© Anna June

Het zijn altijd de politici, de bankiers, de elite.

Natuurlijk zijn er rijke mensen die buitensporig veel invloed hebben. En natuurlijk gaan die mensen naar besloten feestjes waar zich god weet wat afspeelt. We zijn allemaal afhankelijk van corrupte politici, een falende belastingdienst, roekeloze multinationals. Ongetwijfeld doen overheden dingen die ze liever geheim zouden willen houden. Wantrouwen naar machthebbers is gezond, nodig zelfs.

Maar de wildgroei aan complottheorieën – denk aan: corona-als-hoax, QAnon, 5G-zendertjes – is op z’n zachtst gezegd opmerkelijk. Grote delen van de samenleving lijken af te glijden in de meest uitbundige zinsbegoochelingen. Daar speelt het internet met al zijn duistere hoekjes en echokamers zéker een rol in. Mensen scharen zich daar rondom ideeën, en die ideeën worden onderdeel van hun identiteit: een soort baken van verzet tegen een gezichtsloze Ander. Politici die hersenspinsels over Bill Gates en George Soros rondpompen maken dat allemaal alleen maar erger. Wat is de voedingsbodem voor zulke gedachten?

Vanuit de psychoanalyse kun je zeggen: complottheorieën zijn fantasieën over de gesprekken waarvan we ons buitengesloten voelen. Vaak bestaan zulke theorieën uit brokken informatie, flarden van kennis, die met een soort paranoïde verbeeldingskracht aaneengesmeed worden tot een hanteerbaar verhaal. Die hanteerbaarheid maakt het gevoel van buitengesloten zijn, van hulpeloosheid eigenlijk, draaglijk.

Dat vindt weer zijn oorsprong in de kindertijd, als we afhankelijk zijn van onze ouders. Die krenkende afhankelijkheid zie je terug in de complotnarratieven: ‘zij’ besturen alles van bovenaf, ‘wij’ hebben geen controle. Bovendien doen ‘zij’ allerlei dingen waar ‘wij’ geen weet van hebben. Het is niet veel anders dan je als kind afvragen: ‘Wat doen papa en mama eigenlijk achter gesloten deuren? Hebben ze het soms over mij?’ En daar komt bij: als bestuurders openlijk liegen, als ze ons toespreken in kinderlijke ‘jip-en-janneke-taal’, als ze etnisch profileren en zonder goede reden onze kroost uit huis plaatsen, dan stéllen ze zich ook op als verwaarlozende ouders. Zulke mensen verdienen ons vertrouwen niet. Maar bij complottheorieën komt de terechte argwaan daarover op de verkeerde plekken terecht. Alle aandacht die gaat naar de vraag of corona een hoax is of niet leidt tenslotte af van zinvolle kritiek op onze ellendige bestuurders.

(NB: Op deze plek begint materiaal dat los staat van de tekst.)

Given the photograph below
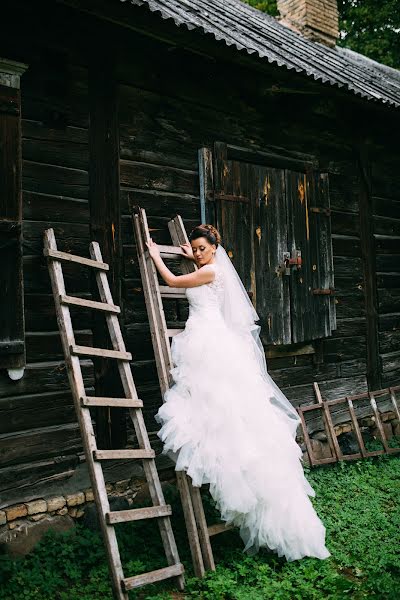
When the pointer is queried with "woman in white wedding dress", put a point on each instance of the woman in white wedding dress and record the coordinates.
(225, 420)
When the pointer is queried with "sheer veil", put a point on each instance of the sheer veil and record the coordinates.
(240, 315)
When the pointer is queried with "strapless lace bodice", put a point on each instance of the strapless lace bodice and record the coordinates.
(206, 300)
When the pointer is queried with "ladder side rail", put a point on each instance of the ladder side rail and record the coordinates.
(162, 352)
(165, 348)
(179, 236)
(136, 415)
(84, 418)
(155, 309)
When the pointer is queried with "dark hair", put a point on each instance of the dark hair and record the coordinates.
(207, 231)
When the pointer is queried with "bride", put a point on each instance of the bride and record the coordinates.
(225, 419)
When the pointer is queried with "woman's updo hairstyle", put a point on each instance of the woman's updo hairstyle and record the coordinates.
(207, 231)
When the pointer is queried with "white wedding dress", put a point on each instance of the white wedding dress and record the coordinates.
(223, 421)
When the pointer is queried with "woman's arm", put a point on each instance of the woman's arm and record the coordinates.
(199, 277)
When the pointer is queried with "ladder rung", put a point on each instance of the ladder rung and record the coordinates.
(169, 292)
(89, 351)
(219, 528)
(112, 402)
(74, 301)
(88, 262)
(136, 514)
(174, 251)
(172, 332)
(131, 583)
(123, 454)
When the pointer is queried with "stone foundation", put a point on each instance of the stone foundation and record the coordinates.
(22, 525)
(346, 436)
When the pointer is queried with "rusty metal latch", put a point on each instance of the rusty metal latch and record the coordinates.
(323, 292)
(290, 261)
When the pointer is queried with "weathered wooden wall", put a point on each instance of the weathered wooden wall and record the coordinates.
(171, 102)
(39, 436)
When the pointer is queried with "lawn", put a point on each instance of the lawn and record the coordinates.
(359, 503)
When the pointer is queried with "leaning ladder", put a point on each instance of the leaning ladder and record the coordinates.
(199, 532)
(83, 403)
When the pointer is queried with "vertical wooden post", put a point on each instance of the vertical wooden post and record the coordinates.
(12, 342)
(368, 253)
(105, 223)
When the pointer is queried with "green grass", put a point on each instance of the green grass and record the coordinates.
(359, 503)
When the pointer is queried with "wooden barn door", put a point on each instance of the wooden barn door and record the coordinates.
(269, 217)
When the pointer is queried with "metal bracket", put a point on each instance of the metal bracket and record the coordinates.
(290, 261)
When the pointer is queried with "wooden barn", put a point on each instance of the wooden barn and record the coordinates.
(214, 111)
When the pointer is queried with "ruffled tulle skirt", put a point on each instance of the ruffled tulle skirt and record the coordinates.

Complotdenkers zijn geen kinderen, en we zijn allemaal vatbaar voor irrationele angsten. Bovendien is het normaal dat de menselijke geest leemten in kennis wil opvullen met hypothesen. Maar hoe succesvol dat is hangt af van de psychische gesteldheid van de waarnemer, zijn of haar ervaring, en hoe groot de leemten in kennis zijn. Daar heeft corona dus ook een aandeel in: een onzichtbare vijand die je twee jaar lang in lockdown achter je laptop dwingt, tast ieders psychische gezondheid aan.

De therapeutische houding die je aanneemt tegenover complotdenkers laat zich moeilijk vertalen naar een maatschappelijke oplossing. Mijn suggestie zou zijn om met ze in gesprek te blijven, op een invoelende manier te luisteren, met overtuiging te spreken over je eigen opvattingen, open te zijn over je twijfels (‘Ik weet het óók niet zeker, maar het lijkt me waarschijnlijker dat…’) en steeds te proberen de ander te overtuigen van je goede bedoelingen. Daan Heerma van Voss heeft gelijk als hij schrijft: ‘Vrij zijn is toestaan dat over elk geloof te praten valt.’ Democratie is het gesprek op gang houden.

Maar ik realiseer me: zo’n therapeutische houding toepassen in de samenleving is bijna onmogelijk in een tijdperk van nepnieuws en de aanwezigheid van gewetenloze marskramers van desinformatie. Zij spreken het bange kind in ons aan en toveren die angst om in zetelwinst. Bij complottheorieën wordt complexiteit teruggebracht tot een begrijpelijk maar onrealistisch narratief, meestal met als strekking: ze zitten achter ons aan. Het ingewikkelde is dat de werkelijkheid altijd complexer is, en soms gevaarlijker.